The pumps were set to work and the Wondership fell rapidly. They dropped in a field by the roadside, landing on the running wheels as lightly as a feather, thanks to the shock absorbers, similar to those of an automobile, with which the Wondership was equipped.

"Now for the repair kit," said Jack, rummaging a locker.

He soon had balloon silk, big shears, a quick-drying gum solution and a pot of gasproof varnish, ready for the job of patching up the hole. But first they had to empty the big bag of gas. This was speedily done, for already enough had escaped to wrinkle the bag like a walnut, with hollows and creases.

Jack cut out a patch of balloon silk large enough to fit the hole and spread it with the adhesive gum solution. This he placed inside the hole, spreading it out so that when pressure was applied it would be pressed firmly against the aperture. Then he coated the patch with the gasproof varnish, and both boys sat down to give the job time to "set."

Their eyes turned idly to the high-road. It was about noon and there was a heavy sort of silence in the air. Far on the horizon they could make out great billowy masses of white cloud. Piled and castellated against the sky they assumed all kinds of odd shapes.

"Thunder heads," said Jack. "We shall have a storm before to-night."

"It's sultry enough for anything," said Tom, taking off his cap and mopping his forehead. "I'd hate to be walking in this weather like that fellow yonder."

A man had come into sight, plodding along with bent head and eyes on the ground as if he was very tired. The gray dust of the road coated him from head to foot. He walked with a kind of dragging gait.

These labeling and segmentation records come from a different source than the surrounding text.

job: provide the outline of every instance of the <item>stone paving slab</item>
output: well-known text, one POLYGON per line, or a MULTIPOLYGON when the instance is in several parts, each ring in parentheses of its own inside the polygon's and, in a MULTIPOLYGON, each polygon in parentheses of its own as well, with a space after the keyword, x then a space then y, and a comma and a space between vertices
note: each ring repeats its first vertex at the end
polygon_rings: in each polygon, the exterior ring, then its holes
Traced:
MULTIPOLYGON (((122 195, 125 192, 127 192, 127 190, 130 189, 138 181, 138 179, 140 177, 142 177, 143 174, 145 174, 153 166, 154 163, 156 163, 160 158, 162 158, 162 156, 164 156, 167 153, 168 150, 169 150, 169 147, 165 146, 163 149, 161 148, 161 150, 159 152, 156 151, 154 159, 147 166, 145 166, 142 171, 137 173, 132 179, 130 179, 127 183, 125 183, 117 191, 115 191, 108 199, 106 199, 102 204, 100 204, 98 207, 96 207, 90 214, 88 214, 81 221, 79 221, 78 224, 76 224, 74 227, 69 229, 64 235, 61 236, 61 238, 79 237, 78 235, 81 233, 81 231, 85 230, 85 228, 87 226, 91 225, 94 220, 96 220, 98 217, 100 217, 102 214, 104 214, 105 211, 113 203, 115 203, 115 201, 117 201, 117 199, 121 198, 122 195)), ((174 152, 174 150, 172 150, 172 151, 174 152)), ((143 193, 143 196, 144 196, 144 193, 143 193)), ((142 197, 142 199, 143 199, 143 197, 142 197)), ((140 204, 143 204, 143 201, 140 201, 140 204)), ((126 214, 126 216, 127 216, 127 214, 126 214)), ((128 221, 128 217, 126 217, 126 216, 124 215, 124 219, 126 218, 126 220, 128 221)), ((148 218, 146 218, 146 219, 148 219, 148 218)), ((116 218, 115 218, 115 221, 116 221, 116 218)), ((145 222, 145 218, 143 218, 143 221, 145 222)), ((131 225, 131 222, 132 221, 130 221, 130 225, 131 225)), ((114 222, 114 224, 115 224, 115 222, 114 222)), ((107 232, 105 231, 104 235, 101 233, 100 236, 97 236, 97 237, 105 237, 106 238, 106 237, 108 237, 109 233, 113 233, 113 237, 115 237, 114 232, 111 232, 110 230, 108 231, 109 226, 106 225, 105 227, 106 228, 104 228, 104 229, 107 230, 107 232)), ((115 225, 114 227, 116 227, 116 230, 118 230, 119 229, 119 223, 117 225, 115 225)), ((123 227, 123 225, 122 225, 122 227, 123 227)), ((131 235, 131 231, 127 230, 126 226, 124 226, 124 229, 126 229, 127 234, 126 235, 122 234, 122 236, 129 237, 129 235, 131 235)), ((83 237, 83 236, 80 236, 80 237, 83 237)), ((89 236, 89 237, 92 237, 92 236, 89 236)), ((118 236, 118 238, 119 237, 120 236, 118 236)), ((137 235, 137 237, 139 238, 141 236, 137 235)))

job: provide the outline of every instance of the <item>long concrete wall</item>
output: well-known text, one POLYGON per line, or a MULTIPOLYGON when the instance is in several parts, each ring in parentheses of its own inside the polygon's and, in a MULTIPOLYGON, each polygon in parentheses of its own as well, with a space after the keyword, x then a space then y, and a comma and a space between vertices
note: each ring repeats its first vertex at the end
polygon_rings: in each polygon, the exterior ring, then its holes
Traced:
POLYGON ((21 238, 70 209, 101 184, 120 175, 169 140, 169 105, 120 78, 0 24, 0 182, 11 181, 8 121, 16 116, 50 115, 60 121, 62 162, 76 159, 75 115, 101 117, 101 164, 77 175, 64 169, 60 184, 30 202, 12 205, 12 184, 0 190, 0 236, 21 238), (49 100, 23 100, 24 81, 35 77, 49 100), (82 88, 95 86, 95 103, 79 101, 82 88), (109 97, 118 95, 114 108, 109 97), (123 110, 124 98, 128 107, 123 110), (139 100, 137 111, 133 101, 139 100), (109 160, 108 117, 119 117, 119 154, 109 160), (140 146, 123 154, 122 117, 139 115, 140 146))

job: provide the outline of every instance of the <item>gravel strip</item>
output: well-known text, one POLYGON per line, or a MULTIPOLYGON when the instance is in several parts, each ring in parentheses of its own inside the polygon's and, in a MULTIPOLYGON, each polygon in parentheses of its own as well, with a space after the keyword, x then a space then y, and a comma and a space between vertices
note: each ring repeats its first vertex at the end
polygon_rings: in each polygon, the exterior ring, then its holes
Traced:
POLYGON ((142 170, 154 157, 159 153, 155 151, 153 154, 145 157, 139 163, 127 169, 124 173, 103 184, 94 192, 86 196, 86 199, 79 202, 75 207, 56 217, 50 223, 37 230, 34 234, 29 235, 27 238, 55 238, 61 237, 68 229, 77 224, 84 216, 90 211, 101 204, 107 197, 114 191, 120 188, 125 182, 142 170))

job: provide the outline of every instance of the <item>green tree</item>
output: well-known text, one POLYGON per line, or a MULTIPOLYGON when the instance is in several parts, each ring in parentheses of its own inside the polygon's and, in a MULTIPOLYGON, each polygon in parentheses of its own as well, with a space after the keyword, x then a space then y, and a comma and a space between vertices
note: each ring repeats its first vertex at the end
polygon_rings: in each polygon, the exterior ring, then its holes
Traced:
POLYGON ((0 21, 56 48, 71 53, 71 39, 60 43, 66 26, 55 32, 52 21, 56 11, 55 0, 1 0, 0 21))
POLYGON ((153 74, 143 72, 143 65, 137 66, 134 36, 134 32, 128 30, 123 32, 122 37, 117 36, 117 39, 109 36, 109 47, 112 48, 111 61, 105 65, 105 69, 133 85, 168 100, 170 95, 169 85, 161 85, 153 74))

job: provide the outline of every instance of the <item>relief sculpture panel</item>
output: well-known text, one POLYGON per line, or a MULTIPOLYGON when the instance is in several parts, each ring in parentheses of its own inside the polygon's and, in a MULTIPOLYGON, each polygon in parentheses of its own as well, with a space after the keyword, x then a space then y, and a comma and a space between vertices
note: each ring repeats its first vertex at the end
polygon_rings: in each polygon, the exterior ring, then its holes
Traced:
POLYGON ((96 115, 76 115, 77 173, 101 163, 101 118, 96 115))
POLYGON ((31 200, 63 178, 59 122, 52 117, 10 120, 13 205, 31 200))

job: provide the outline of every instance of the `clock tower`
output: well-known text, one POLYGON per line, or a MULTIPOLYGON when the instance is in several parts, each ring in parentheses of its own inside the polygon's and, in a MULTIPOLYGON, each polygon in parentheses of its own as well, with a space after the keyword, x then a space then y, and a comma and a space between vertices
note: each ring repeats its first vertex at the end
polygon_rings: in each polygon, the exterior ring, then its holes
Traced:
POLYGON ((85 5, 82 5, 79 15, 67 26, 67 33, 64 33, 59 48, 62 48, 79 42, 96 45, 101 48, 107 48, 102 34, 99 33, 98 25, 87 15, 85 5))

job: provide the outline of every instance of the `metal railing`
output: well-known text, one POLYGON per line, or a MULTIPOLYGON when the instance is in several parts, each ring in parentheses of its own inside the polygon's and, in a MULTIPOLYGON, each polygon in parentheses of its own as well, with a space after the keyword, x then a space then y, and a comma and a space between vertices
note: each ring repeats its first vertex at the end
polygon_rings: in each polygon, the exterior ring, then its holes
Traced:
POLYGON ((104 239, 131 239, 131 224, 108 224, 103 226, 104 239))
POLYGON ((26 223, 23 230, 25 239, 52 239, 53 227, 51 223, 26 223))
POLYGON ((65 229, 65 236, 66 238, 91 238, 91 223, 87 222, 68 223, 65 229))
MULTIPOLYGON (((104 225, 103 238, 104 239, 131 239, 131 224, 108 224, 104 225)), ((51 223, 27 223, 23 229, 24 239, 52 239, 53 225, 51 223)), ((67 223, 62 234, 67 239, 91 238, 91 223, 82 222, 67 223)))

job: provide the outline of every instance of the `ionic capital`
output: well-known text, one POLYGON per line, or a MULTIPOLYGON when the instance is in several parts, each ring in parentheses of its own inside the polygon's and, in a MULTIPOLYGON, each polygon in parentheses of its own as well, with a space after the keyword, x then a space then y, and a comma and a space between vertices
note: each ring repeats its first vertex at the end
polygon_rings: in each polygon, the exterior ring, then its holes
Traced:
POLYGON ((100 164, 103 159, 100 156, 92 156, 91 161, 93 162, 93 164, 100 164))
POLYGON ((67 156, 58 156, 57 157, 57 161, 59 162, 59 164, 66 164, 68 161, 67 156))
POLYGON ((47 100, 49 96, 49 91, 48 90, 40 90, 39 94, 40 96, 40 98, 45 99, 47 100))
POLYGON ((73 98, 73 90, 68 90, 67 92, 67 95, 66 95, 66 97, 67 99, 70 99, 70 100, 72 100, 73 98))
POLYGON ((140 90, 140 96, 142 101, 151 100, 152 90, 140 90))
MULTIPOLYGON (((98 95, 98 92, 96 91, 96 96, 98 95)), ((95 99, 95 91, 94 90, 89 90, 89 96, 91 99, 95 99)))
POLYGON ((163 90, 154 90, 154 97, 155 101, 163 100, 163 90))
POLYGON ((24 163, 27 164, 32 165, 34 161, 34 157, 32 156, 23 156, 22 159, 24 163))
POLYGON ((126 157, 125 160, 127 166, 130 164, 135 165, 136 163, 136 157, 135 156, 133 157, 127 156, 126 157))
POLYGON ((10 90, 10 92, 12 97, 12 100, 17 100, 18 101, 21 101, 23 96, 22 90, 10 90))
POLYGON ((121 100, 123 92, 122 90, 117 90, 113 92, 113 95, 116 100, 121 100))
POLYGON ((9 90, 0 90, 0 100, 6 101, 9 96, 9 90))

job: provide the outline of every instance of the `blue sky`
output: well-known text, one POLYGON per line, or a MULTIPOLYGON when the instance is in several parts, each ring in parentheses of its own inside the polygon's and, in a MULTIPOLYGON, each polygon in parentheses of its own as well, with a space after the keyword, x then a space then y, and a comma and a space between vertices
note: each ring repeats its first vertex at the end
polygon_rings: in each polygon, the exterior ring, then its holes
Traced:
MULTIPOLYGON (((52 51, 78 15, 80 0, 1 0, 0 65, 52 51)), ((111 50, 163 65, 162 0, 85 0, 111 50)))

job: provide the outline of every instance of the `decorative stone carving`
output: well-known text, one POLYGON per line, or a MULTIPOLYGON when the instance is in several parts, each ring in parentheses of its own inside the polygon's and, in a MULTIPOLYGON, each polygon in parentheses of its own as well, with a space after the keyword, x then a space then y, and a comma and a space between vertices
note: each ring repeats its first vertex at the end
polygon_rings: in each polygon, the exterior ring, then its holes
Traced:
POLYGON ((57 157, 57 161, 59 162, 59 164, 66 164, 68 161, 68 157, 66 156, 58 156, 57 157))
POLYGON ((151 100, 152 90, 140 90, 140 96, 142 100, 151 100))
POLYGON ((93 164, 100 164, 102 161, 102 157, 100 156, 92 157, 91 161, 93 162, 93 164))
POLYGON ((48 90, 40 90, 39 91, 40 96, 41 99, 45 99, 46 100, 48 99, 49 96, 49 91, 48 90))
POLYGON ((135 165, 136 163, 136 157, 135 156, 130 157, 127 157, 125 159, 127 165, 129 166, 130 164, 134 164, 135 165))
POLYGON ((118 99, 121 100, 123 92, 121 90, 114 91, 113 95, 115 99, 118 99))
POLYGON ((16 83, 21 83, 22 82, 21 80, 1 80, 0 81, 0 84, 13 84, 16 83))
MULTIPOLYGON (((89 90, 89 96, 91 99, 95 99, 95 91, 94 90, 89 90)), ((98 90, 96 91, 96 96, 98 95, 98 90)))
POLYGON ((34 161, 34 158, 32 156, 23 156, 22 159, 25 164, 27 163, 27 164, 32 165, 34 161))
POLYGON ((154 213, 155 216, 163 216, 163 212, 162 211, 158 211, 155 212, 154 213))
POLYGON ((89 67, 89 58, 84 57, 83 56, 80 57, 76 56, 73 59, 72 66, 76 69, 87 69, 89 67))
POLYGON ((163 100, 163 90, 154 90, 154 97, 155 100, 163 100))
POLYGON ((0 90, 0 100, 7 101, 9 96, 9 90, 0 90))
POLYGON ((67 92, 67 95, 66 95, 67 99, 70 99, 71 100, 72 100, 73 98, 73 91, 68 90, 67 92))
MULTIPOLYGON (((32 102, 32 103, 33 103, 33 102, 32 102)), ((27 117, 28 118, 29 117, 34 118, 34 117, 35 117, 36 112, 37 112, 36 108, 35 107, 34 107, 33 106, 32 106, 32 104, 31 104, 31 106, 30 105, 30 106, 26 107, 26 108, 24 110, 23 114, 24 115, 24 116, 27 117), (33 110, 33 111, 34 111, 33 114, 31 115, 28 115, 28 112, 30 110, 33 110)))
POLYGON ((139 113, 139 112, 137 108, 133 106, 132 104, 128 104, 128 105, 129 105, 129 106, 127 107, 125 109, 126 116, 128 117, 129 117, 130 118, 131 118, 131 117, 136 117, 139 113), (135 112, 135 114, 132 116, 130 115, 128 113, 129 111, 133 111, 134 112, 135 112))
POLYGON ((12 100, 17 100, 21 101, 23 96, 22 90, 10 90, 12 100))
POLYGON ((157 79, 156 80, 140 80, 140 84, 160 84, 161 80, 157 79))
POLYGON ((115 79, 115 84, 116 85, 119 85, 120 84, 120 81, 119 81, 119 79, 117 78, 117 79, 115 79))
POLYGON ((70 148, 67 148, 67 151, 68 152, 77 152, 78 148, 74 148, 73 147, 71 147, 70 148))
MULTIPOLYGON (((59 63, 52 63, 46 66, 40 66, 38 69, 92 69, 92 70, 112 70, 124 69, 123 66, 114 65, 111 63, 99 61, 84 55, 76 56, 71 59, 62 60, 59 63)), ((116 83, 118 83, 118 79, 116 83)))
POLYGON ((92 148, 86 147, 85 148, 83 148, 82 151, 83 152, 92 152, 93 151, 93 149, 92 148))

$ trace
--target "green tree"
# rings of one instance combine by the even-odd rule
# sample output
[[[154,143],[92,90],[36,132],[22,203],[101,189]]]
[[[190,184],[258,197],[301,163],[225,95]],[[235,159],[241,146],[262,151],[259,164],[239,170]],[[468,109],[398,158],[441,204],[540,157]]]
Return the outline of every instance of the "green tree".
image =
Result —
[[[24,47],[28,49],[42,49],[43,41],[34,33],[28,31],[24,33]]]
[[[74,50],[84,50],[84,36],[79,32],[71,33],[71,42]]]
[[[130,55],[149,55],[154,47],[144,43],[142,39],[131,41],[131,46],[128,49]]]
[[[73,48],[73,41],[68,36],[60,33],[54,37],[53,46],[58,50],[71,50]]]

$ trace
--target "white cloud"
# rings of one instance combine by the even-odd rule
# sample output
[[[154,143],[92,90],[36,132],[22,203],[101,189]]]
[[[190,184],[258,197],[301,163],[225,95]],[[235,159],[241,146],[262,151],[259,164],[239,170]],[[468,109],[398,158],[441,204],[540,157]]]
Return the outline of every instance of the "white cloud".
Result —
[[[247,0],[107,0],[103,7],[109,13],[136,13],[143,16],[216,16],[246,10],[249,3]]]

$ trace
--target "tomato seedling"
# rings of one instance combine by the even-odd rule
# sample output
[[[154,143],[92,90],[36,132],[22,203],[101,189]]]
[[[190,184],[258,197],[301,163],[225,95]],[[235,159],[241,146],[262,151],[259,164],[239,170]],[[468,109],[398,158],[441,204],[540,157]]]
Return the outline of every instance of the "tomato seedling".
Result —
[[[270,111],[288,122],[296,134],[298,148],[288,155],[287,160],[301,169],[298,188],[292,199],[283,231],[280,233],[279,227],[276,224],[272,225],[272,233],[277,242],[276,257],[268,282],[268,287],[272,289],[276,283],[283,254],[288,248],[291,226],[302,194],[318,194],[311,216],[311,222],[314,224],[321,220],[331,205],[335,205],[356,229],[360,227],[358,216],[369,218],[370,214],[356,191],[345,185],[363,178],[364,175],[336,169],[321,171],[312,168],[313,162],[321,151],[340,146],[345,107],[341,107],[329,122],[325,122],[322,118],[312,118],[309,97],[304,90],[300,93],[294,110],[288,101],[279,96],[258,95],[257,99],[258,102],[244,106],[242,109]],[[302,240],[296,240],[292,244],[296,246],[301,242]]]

Over his shoulder he carried some sort of a bundle on a stick. His hat was a broad sombrero, like a cowboy's. It was a kind of headgear seldom seen in the east and attracted the boys' attention. Round the man's neck was a red handkerchief, the only spot of color on his dust-covered person. He had a great yellow beard and rather long, unkempt hair.

"Tramp," hazarded Tom.

Jack shook his head.

"Doesn't look like that to me somehow," he said. "I rather think——"

Round the corner whizzed a big red automobile. It was coming fast. The driver, a young man, had his head turned and was talking to three companions who sat in the tonneau. He did not see the dusty traveler in the road ahead.

The boys set up a shout.

"Look out! you'll run him down. Look out——"

But their caution came too late. At top speed the auto struck the wayfarer, and before the boys' horrified eyes he was thrown high in the air, to fall, a confused sprawl of legs and arms, at the wayside.